As opiniões sobre o cargo que Fernando Alexandre vai agora ocupar são distintas entre os testemunhos recolhidos pelo JPN.
José Reis, professor da Faculdade de Economia de Coimbra, viu com surpresa e um pouco de “medo” esta nomeação. O que receia o antigo diretor da FEUC? “O medo não é pessoal, evidentemente. Quando vejo uma pessoa tão à direita tomar conta da pasta da Educação temo o pior – do ponto de vista político, entendamos.” Já Ricardo Rodrigues, aluno de Fernando Alexandre na Universidade do Minho, referiu que a “praia” de Fernando Alexandre é a Inovação e o Ensino Superior, considerando a escolha para este cargo como “expectável”.

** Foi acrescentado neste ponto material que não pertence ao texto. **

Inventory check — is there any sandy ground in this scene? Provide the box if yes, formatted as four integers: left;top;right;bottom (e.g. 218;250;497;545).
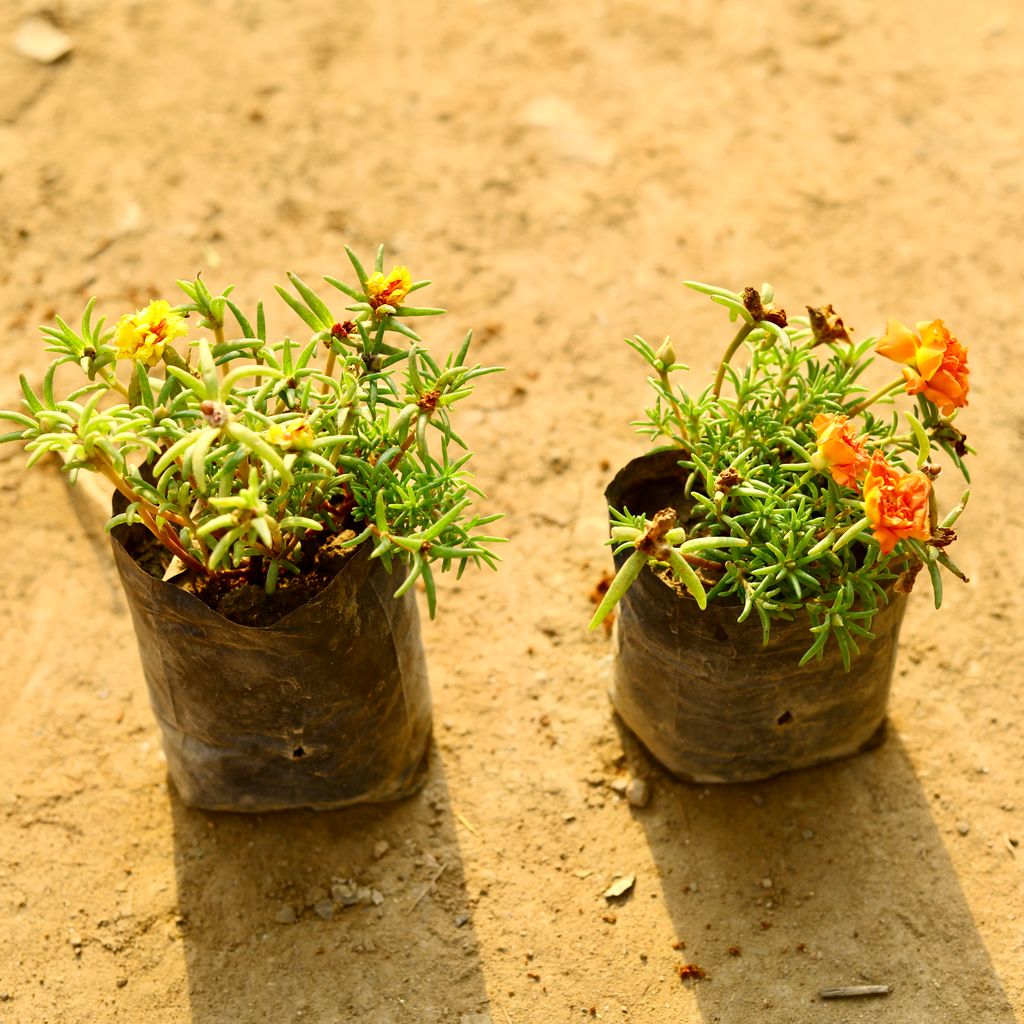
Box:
0;0;1024;1024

Mesmo admitindo alguma surpresa em relação ao cargo e à pasta, Paulo Guimarães considera que “o Fernando é a pessoa certa. É difícil escolher melhor“. João Cerejeira partilha da mesma opinião, acrescentando que Fernando Alexandre “tem, quer a capacidade de perceber a gestão académica, porque já lá esteve, mas também a capacidade de perceber para que é que serve a academia nesta perspetiva e como funciona o sistema de inovação em Portugal, também numa ótica de leitura exterior”. Ao JPN, referiu ainda que “não é muito fácil encontrar pessoas que conjuguem estas valências”.
Dentro da Universidade do Minho, Fernando Alexandre foi professor, diretor do Departamento de Economia, presidente da Escola de Economia e Gestão e pró-reitor. Mais recentemente, em 2022, foi ainda condecorado com o Prémio de Mérito Científico da Universidade do Minho.
Para além destes cargos, o novo ministro da Educação era vice-presidente do Conselho Económico e Social, consultor na Fundação Francisco Manuel dos Santos, comentador da RTP e colunista dos jornais “Observador” e “Eco”. Este não é o primeiro cargo que Fernando Alexandre desempenha no Governo, já que foi secretário de Estado Adjunto da Administração Interna entre 2013 e 2015.